Von Olaf Kittel
Da steht er in seiner blauen Arbeitskluft und montiert in einer Werkstatt Lichtlamellen. Dazu baut er LED-Streifen an Metallträger und die komplette Elektrik dazu. Dann testet er, ob das weiße, grüne, blaue und rote Licht auch leuchtet. Die Lamellen sollen bald einen großen Einkaufstempel in München schmücken. Rozan Sido von der syrischen Flüchtlingsfamilie aus Aleppo, die die SZ seit fast zwei Jahren begleitet, hat es also geschafft: Der erste Arbeitsvertrag als Elektromonteur ist unterschrieben – bei der Dresdner Traditionsfirma „nmd – Licht am Bau“, früher unter Neon Müller Dresden bekannt. Sie stellt schicke Lichtinstallationen für Einkaufsmärkte, Kultureinrichtungen und für Werbung her.
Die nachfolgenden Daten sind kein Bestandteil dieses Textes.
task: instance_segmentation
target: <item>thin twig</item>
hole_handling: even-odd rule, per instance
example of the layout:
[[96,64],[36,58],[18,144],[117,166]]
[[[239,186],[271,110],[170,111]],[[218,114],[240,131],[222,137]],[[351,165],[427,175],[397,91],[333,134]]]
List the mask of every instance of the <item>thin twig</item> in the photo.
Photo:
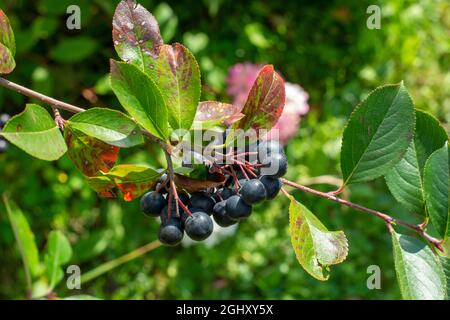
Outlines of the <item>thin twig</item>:
[[[374,217],[380,218],[388,226],[401,225],[401,226],[403,226],[405,228],[408,228],[408,229],[418,233],[426,241],[428,241],[429,243],[434,245],[440,251],[443,251],[442,240],[433,238],[432,236],[427,234],[425,232],[425,230],[423,229],[422,224],[419,224],[419,225],[410,224],[410,223],[405,222],[403,220],[395,219],[395,218],[391,217],[390,215],[388,215],[386,213],[383,213],[383,212],[380,212],[380,211],[377,211],[377,210],[373,210],[373,209],[369,209],[369,208],[363,207],[363,206],[361,206],[359,204],[350,202],[348,200],[344,200],[344,199],[338,198],[338,197],[336,197],[335,195],[333,195],[331,193],[326,193],[326,192],[322,192],[322,191],[319,191],[319,190],[311,189],[309,187],[306,187],[304,185],[301,185],[301,184],[298,184],[298,183],[295,183],[295,182],[292,182],[292,181],[289,181],[289,180],[286,180],[286,179],[281,179],[281,180],[282,180],[283,184],[285,184],[287,186],[290,186],[290,187],[302,190],[302,191],[307,192],[307,193],[311,193],[311,194],[313,194],[315,196],[318,196],[318,197],[321,197],[321,198],[325,198],[325,199],[337,202],[337,203],[342,204],[344,206],[353,208],[353,209],[355,209],[357,211],[368,213],[368,214],[370,214],[370,215],[372,215]],[[389,229],[391,229],[391,228],[389,228]]]

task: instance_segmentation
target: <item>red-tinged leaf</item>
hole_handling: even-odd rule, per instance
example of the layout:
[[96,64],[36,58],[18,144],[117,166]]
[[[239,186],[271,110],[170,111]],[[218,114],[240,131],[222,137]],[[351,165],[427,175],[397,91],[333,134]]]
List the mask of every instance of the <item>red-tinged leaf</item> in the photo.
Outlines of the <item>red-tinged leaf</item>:
[[264,66],[258,74],[242,109],[245,117],[237,127],[271,129],[283,112],[286,101],[284,80],[272,65]]
[[0,43],[0,74],[11,73],[16,67],[11,51]]
[[218,172],[209,174],[205,180],[191,179],[179,174],[175,175],[175,184],[177,187],[186,190],[189,193],[200,190],[215,188],[225,183],[226,177]]
[[87,177],[87,183],[100,197],[110,199],[116,197],[116,184],[106,176]]
[[116,163],[119,147],[89,137],[81,131],[65,128],[68,155],[85,176],[107,173]]
[[241,109],[242,107],[228,103],[203,101],[198,105],[195,121],[206,127],[215,125],[229,127],[244,117]]
[[132,201],[152,189],[162,172],[140,165],[118,165],[106,175],[122,191],[125,201]]
[[200,100],[200,69],[192,53],[179,43],[162,45],[153,78],[166,101],[172,129],[191,128]]
[[163,41],[155,17],[134,0],[122,0],[113,18],[117,54],[145,72],[154,68]]
[[8,17],[2,9],[0,9],[0,43],[7,47],[14,57],[14,55],[16,54],[14,32],[11,28]]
Aber der Reihe nach. Nachdem es für die Sidos in den ersten zwei Jahren nach ihrer Ankunft in Dresden nur langsam und zäh voranging mit der Integration, läuft gerade alles wie am Schnürchen. Seit Oktober gehen ihre Kinder Kamal und Reva in die Kita. Mutter Roshan besucht nun den Deutschkurs.
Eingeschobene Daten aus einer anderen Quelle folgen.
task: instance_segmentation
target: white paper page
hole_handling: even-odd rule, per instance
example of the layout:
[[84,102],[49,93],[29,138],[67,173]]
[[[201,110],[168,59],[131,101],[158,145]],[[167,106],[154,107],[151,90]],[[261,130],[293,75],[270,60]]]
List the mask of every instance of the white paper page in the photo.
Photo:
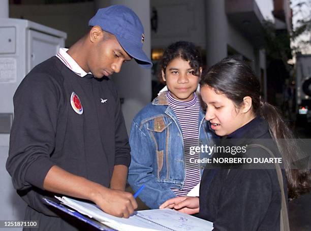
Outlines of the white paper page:
[[211,222],[168,209],[137,211],[129,218],[123,218],[108,214],[92,204],[66,196],[55,197],[81,214],[120,231],[208,231],[213,228]]
[[137,215],[178,231],[209,231],[213,229],[212,222],[172,209],[137,211]]
[[187,195],[188,196],[199,196],[200,195],[200,183],[190,190]]
[[104,224],[120,231],[131,230],[139,231],[166,230],[168,229],[158,226],[152,222],[148,221],[137,216],[133,215],[129,218],[117,217],[106,213],[95,205],[77,201],[63,196],[55,196],[64,204],[72,208],[80,213],[94,218]]

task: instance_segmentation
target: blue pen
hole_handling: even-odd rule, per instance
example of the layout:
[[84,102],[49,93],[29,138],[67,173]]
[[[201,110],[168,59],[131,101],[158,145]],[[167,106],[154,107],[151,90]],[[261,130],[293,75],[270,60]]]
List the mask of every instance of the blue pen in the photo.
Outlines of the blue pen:
[[139,193],[140,193],[140,192],[141,192],[141,191],[144,189],[144,187],[145,185],[143,184],[142,186],[139,188],[139,189],[138,189],[138,190],[136,192],[135,192],[135,194],[134,194],[134,198],[136,198],[137,197],[137,196],[139,194]]

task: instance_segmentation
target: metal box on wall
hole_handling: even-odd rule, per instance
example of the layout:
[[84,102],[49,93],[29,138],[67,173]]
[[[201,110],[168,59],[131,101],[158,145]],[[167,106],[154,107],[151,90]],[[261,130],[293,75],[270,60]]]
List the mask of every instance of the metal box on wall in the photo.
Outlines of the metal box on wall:
[[5,164],[14,118],[13,97],[26,74],[64,47],[67,34],[24,19],[0,18],[0,218],[23,220],[25,204],[13,188]]

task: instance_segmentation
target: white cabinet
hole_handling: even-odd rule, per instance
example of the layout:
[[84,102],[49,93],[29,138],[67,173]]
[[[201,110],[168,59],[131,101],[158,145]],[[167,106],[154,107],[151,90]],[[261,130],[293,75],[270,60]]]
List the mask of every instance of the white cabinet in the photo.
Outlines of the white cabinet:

Vater Rozan beendete im September seine Deutschausbildung und ließ sich in einem beruflichen Ausbildungszentrum eine Woche lang testen, was er als ungelernter Elektriker mit viel Berufserfahrung denn wirklich kann. Das Ergebnis war erfreulich: Er beherrscht sein Handwerk, kann selbstständig alle Arbeiten ausführen. Praktikumsnote 1,4. Mit diesem Papier fand IHK-Willkommenslotsin Marion Reich auch rasch die passende Firma – Licht am Bau. In einem ähnlichen Unternehmen hatte er schon in Aleppo gearbeitet. Die Dresdner Firma bot Rozan Sido ein einmonatiges Probearbeiten an, vom Jobcenter gefördert.
Danach stand für den geschäftsführenden Gesellschafter Andreas Krawczyk fest: Den nehmen wir. Sein Urteil: Er leistet prima Arbeit, ist fleißig und zuverlässig. Er wird ein guter Elektromonteur. Für ihn spricht freilich auch, dass Elektriker auf dem Arbeitsmarkt in Sachsen kaum noch zu bekommen sind. Auf zwei Probleme weist Krawczyk allerdings hin, die Rozan Sido noch in den Griff bekommen muss. Zum einen die deutsche Sprache. Er hat sich zuletzt zwar verbessert, aber im Arbeitsalltag reicht das noch nicht. Wie wäre es denn, so rät der Geschäftsführer, wenn die Familie daheim Deutsch zur Umgangssprache macht? Würde bestimmt helfen. Und schließlich braucht er als Monteur einen Führerschein. Zwar hat er einen syrischen, aber der ist hier nicht gültig. Noch kann er sich den deutschen nicht leisten.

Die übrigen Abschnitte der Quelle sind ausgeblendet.